Lucian Cook, director of research at the property adviser, has analysed fifteen years of Land Registry data and identified the locations which lead and those which lag over the course of a cycle of price growth, including the period when they emerge from a downturn, to see if history can tell us what to expect next in this recovery phase.
‘There is now a certain inevitability built into the market. The schism between the best and the rest is expected to continue to grow as the recovery progresses.  Ironically, it is the least affordable but most affluent areas that are leading, and will continue to lead the market both in terms of price growth and activity levels,’ said Cook.
‘For a long time we have known that certain areas of the country, typically located in London and the South East, lead the recovery before the laggers, often the northern metropolitan areas, catch up. Our analysis shows us that the recovery ripple usually takes between five and ten years to spread across the country as a whole,’ he added.
Values in the leading 10% of the country grew by 7.5% over the past year and are now just a fraction off peak levels, while the bottom 10% of areas saw prices fall by 3% and are almost 20% off peak.
This pattern is expected to translate into a significant outperformance by the top tiers in the short to mid term.  The Savills forecasts anticipate that the top areas will see prices rise by a third over the next five years, while the bottom end of the market will struggle to see any price growth.
During the period from 2000 to 2005 the bottom tiers of the market rebounded strongly and outperformed the traditional market leaders, with 123 per cent price growth compared to just 43 per cent for the top slice of the market. ‘However, they started from a low base and factors such as low levels of equity, mortgage scarcity and poor economic indicators mean that growth ultimately proved unsustainable,’ said Cook.
‘There is a real question mark over whether the bottom end of the market has the capacity to outperform in the second part of this cycle, particularly if we have an ongoing mortgage constrained environment with greater regulation and different lending criteria applying to equity rich and equity poor borrowers,’ he explained.
Average prices in the top 10% exceed £410,000, more than eleven times the average household income, while average prices in the bottom 10% have slumped below the £100,000 mark, under five times the average household income.
Even at this apparently affordable level the bottom tiers of market do not have the potential to bounce in line with the top end.
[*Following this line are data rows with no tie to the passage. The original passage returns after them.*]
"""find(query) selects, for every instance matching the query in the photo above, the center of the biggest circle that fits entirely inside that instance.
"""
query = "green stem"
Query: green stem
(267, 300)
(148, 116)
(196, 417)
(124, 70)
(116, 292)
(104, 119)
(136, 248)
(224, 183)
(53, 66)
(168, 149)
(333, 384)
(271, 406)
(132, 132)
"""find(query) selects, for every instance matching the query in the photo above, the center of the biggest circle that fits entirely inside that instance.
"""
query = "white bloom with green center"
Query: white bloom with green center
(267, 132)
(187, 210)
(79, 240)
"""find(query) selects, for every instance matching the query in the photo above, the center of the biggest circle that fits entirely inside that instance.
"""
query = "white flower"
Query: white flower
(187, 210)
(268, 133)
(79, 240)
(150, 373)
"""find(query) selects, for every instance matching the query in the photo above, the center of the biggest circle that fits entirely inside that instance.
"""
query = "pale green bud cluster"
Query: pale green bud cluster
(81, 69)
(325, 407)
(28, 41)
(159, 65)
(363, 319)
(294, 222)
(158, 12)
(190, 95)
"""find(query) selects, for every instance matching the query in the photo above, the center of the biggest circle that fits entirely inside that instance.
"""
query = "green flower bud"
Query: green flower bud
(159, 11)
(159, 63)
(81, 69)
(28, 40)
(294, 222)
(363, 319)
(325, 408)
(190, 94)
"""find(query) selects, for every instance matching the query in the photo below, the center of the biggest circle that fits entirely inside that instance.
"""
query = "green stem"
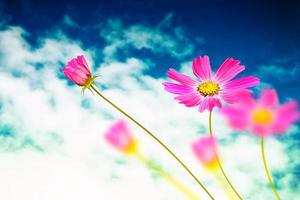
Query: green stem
(164, 174)
(155, 138)
(218, 159)
(266, 168)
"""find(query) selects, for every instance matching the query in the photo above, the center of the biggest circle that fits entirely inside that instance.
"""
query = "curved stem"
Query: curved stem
(164, 174)
(266, 168)
(155, 138)
(218, 159)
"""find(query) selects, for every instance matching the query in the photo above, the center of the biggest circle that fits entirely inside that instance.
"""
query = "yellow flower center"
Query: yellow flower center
(262, 116)
(208, 88)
Its recovery may only be possible if and when mortgage lending frees up, or as investors start to see potential in the local private rental sector,’ he added.
The list of top performers from 1995 to 2010 is totally dominated by London boroughs, while the laggers tend to be northern locations with low levels of affluence and a traditional industrial heritage.
Yet there are distinct variations within regions. For example, Windsor and Maidenhead leads the market much in the same way as a prime area of London, whilst Brighton acts like a London borough. Through the South East, the ripple effect flows quickly into Surrey and Berkshire but with less speed into East Kent or Essex.
The study also highlights areas of the country which perform more like the capital and its commuter hinterland than their own region. Locations like Bath and North East Somerset and Cambridgeshire and the Cheshire belt from Altrincham to Alderley Edge are clear leaders as if they were located in the South East.
It is also clear that there are regional market leaders such as Solihull in the Midlands, York in the North and the Cotswolds and City of Bristol in the South West.